GUI / CLI handlers: use format_for_user(exc, context="...") to render.
All DataToolsError subclasses extend stdlib ValueError or OSError so existing handlers still catch them.
Tests
# All
pytest -q
# By module
pytest tests/test_dedup.py
# Include slow / integration
pytest -m slow
# Single test
pytest tests/test_dedup.py::TestExactMatch::test_basic
Test layout:
tests/
├── conftest.py # fixtures
├── test_dedup.py · test_normalizers.py · test_io.py · test_config.py
├── test_analyze.py · test_normalize.py · test_text_clean.py
├── test_format_standardize.py
├── test_format_standardize_corpus.py # 199-row buyer corpus
├── test_audit_fixes.py · test_errors.py · test_fixes_unit.py
├── test_corpus.py · test_encodings_corpus.py · test_fixtures_sweep.py
└── test_cli.py · test_cli_*.py · test_e2e.py · test_install.py
Fixture corpora: test-cases/text-cleaner-corpus/ (21 files) · test-cases/encodings-corpus/ (31 files) · test-cases/format-cleaner-corpus/ (7 files + spec).
Known limitations
- Dedup is O(n²) — no blocking. Works to ~50k rows. Future: partition by first letter / ZIP prefix.

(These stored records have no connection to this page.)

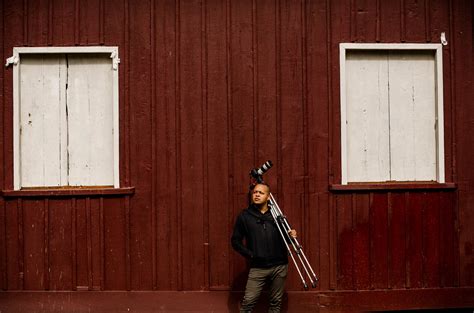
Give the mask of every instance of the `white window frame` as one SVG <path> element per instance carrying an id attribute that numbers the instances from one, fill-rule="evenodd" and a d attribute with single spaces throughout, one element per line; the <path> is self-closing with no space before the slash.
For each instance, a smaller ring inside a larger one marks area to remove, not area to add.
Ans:
<path id="1" fill-rule="evenodd" d="M 340 43 L 340 96 L 341 96 L 341 184 L 347 185 L 347 99 L 346 99 L 346 56 L 348 50 L 431 50 L 435 52 L 436 64 L 436 140 L 438 183 L 445 183 L 444 174 L 444 114 L 443 114 L 443 51 L 441 44 L 371 44 L 371 43 Z M 414 181 L 416 183 L 416 181 Z"/>
<path id="2" fill-rule="evenodd" d="M 120 187 L 119 176 L 119 92 L 118 92 L 118 47 L 15 47 L 13 56 L 7 64 L 13 64 L 13 188 L 21 189 L 20 167 L 20 67 L 21 56 L 25 54 L 73 54 L 73 53 L 104 53 L 110 54 L 112 73 L 112 111 L 113 111 L 113 146 L 114 146 L 114 188 Z M 74 188 L 71 186 L 71 188 Z"/>

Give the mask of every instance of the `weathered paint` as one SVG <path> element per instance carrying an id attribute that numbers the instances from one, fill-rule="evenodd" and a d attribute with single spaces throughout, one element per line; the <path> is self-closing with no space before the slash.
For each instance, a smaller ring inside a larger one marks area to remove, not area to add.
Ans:
<path id="1" fill-rule="evenodd" d="M 245 263 L 230 232 L 248 171 L 271 159 L 268 181 L 321 278 L 303 299 L 321 310 L 473 305 L 471 1 L 3 1 L 0 10 L 3 60 L 15 46 L 119 47 L 120 183 L 135 187 L 6 193 L 3 290 L 223 290 L 234 307 L 226 291 L 243 288 Z M 329 190 L 341 182 L 339 43 L 437 43 L 441 31 L 445 174 L 458 189 Z M 12 86 L 3 68 L 3 190 L 13 189 Z M 294 270 L 288 290 L 301 290 Z M 171 299 L 223 301 L 183 295 Z"/>
<path id="2" fill-rule="evenodd" d="M 18 66 L 16 184 L 113 186 L 118 173 L 110 54 L 22 54 Z"/>

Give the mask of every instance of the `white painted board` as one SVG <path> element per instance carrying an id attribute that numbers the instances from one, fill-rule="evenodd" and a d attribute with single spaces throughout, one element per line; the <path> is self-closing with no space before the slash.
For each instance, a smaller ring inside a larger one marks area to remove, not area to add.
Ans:
<path id="1" fill-rule="evenodd" d="M 347 180 L 390 179 L 388 58 L 354 51 L 346 59 Z"/>
<path id="2" fill-rule="evenodd" d="M 436 181 L 433 51 L 390 51 L 391 179 Z"/>
<path id="3" fill-rule="evenodd" d="M 28 55 L 20 63 L 20 177 L 23 187 L 60 186 L 65 180 L 62 55 Z"/>
<path id="4" fill-rule="evenodd" d="M 112 62 L 70 54 L 68 72 L 69 185 L 114 185 Z"/>

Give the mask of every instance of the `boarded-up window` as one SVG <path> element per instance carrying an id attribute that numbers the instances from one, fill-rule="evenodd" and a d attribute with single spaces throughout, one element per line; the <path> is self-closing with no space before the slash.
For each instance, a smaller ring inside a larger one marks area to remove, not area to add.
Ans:
<path id="1" fill-rule="evenodd" d="M 23 54 L 18 66 L 15 186 L 116 185 L 110 54 Z"/>
<path id="2" fill-rule="evenodd" d="M 434 50 L 347 50 L 343 183 L 441 181 Z"/>

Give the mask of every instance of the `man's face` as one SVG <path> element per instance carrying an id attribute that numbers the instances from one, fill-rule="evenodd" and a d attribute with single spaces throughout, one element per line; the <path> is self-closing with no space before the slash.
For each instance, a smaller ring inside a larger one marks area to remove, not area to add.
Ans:
<path id="1" fill-rule="evenodd" d="M 268 186 L 257 184 L 252 191 L 252 202 L 256 205 L 264 204 L 270 197 L 270 189 Z"/>

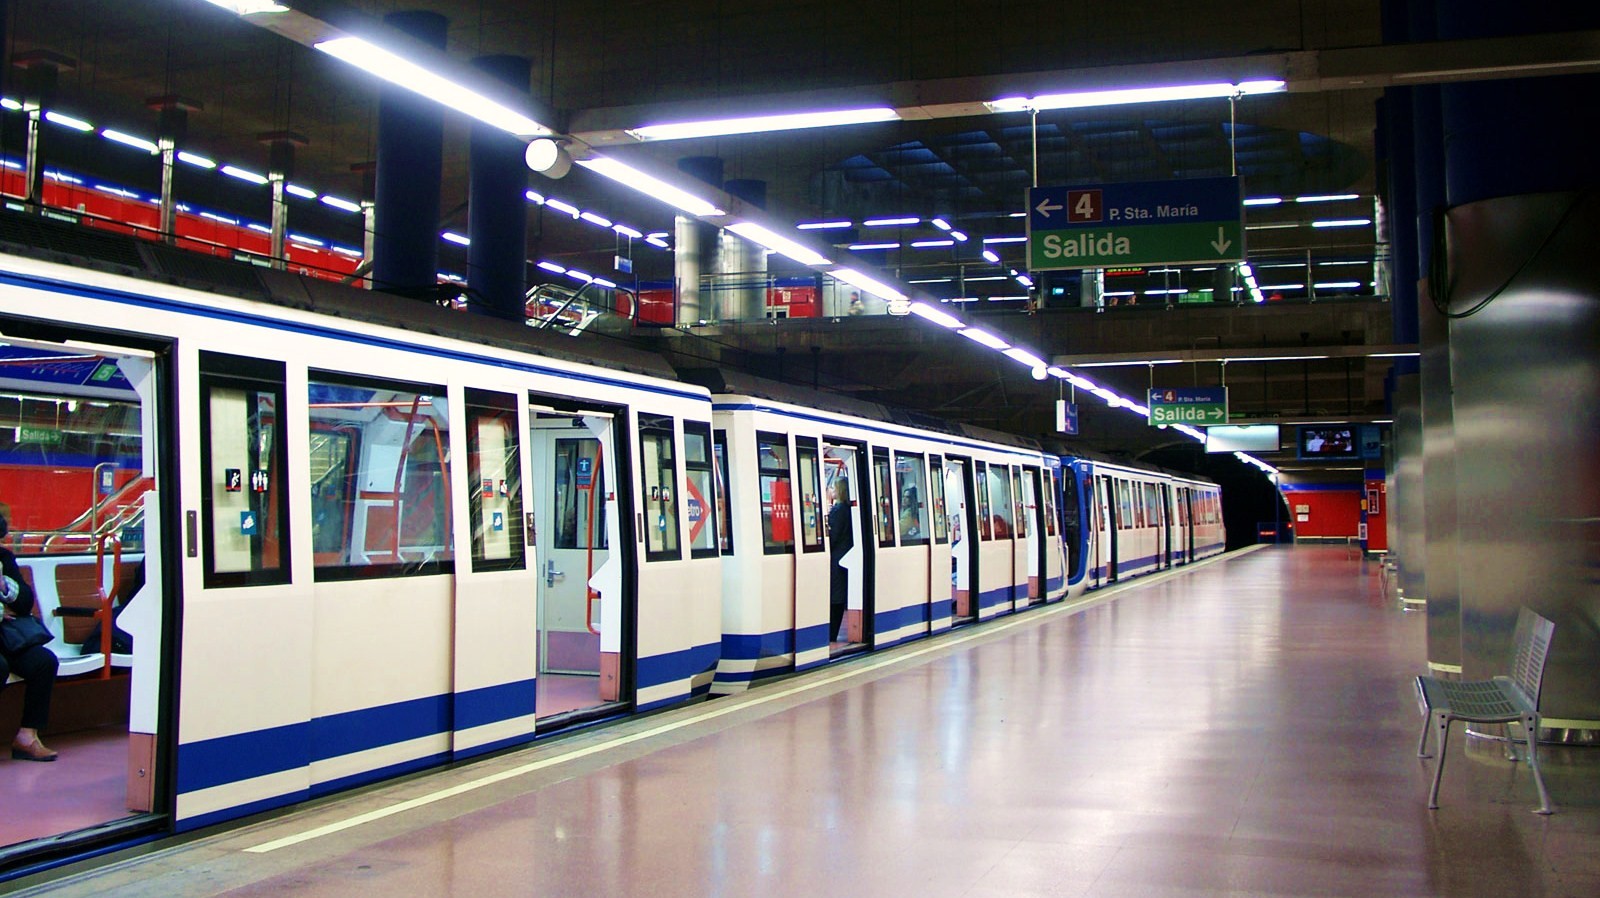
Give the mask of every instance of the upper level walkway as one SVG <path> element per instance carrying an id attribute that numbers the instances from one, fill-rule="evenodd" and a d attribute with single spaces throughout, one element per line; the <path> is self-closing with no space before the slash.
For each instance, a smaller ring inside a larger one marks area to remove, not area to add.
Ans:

- Single-threaded — could benefit from
multiprocessing. - Memory-bound — entire file loaded into pandas. Streaming reads exist but not integrated with dedup engine.
- No multi-sheet dedup — each Excel sheet processed independently.
- Phonenumbers minimum-length — international numbers without country codes fall back to digits-only.